あの熱狂はなぜ生まれたのか。第三帝国の根源に光を当てる

文学、演劇、映画、放送など表現に関わる多様な分野で、ナチスはドイツ民衆の意思と感情を動員することに成功した。この秘密はどこにあったのか。著者は、ワイマール時代からナチス時代にかけてのあらゆるジャンルの表現文化を綿密に分析し、あの時代の現場の感性を追体験しながら、ナチス=悪、その文学も劣るといった図式では解けないその熱狂を生み出す秘密について論及する。表現の力とは何か、そして虚構と現実の現場に踏み込みながら、ファシズム・ナチズムに対抗する全体としての思想を追求した、著者畢生の書き下ろし。
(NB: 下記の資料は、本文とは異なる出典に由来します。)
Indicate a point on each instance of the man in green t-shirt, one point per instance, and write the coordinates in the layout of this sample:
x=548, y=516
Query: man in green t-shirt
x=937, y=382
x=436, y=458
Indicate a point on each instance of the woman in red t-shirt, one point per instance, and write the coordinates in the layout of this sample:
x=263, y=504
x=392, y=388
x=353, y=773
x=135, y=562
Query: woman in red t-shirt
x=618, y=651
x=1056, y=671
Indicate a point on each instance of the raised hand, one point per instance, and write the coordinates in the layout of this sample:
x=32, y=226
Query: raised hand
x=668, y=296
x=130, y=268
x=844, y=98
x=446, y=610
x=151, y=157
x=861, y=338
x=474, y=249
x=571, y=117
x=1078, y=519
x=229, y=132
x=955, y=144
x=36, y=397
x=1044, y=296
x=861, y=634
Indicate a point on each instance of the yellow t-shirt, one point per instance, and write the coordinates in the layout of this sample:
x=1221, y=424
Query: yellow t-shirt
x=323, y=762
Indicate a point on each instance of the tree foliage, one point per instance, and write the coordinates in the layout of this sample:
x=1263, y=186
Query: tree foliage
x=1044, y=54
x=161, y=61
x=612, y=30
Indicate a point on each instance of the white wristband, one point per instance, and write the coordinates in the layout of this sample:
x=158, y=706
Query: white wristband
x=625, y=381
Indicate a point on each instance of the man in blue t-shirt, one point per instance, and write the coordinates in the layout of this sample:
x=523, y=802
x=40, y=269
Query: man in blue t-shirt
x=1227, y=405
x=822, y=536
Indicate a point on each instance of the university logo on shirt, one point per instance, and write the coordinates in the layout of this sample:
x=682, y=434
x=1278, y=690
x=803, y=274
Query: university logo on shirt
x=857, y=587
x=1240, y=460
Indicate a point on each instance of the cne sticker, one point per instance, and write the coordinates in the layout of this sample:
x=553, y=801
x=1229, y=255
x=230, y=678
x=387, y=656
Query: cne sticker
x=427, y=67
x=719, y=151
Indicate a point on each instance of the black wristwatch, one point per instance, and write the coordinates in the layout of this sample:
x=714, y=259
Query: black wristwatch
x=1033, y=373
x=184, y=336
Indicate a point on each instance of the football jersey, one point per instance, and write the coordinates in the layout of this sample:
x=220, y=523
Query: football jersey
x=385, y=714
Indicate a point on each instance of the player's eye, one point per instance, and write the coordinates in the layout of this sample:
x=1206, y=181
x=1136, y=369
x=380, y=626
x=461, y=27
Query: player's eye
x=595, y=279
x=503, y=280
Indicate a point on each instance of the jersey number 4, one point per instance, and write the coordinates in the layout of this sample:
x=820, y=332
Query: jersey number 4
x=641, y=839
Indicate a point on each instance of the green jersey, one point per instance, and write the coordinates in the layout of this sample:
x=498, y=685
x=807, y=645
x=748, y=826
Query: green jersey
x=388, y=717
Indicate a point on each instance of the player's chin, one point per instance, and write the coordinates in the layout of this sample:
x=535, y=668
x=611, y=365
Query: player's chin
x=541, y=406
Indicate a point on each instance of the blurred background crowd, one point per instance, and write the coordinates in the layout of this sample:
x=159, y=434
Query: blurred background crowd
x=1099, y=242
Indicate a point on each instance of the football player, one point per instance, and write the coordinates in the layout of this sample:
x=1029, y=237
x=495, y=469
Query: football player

 フランス占領時のルール地方で鉄道爆破テロを実行した青年を題材とする戯曲「シュラーゲター」、SA(突撃隊)の連隊旗に染めぬかれた言葉「ドイツよ目覚めよ!」を生み出した”最初のナチ詩人”ディートリッヒ・エッカルト、文学青年だった頃のゲッベルスが書いた小説「ミヒャエル」、突撃隊員ホルスト・ヴェッセルとその英雄化・神話化、頽廃芸術展、そしてレニ・リーフェンシュタールオリンピア」。これらに対する詳細な分析。
 特に、民衆参加劇「ティングシュピール」が、ヒトラーとSS(親衛隊)による突撃隊粛正(いわゆる「長いナイフの夜」)に呼応して終焉を迎えたという話は非常に興味深かった。ただし紹介文にあるような「ファシズム・ナチズムに対抗する全体としての思想」をこの本に読みとることはできなかったけれど。(著者自身も「あとがき」で「本書はナチズムにたいしてはなにが無力かということを、まず明らかにしなければならない−という基本的課題設定によって書かれている。解決ではなく、それを目指した模索が本書の目的である」と書いているから、そもそもそれが目的ではないんでしょう。)
 著者はながらく京都大学で教鞭をとっていた人(現 京都精華大教授)。京大闘争に深く関わった「造反教官」のひとりだったそうだ。


【関連資料】
京都精華大学教授 池田浩士さん 『虚構のナチズム』を刊行中日新聞
 http://www.tokyo-np.co.jp/doyou/text/d127.html
 著者へのインタビュー。
▼ありうべき未来から、今をみつめる---『死刑の「昭和」史』を中心にNGO IMADRのサイトより)
 http://www.imadr.org/japan/interview/ikeda/hirosiikeda1.html
 2000年のインタビュー。この本も読んでみたい。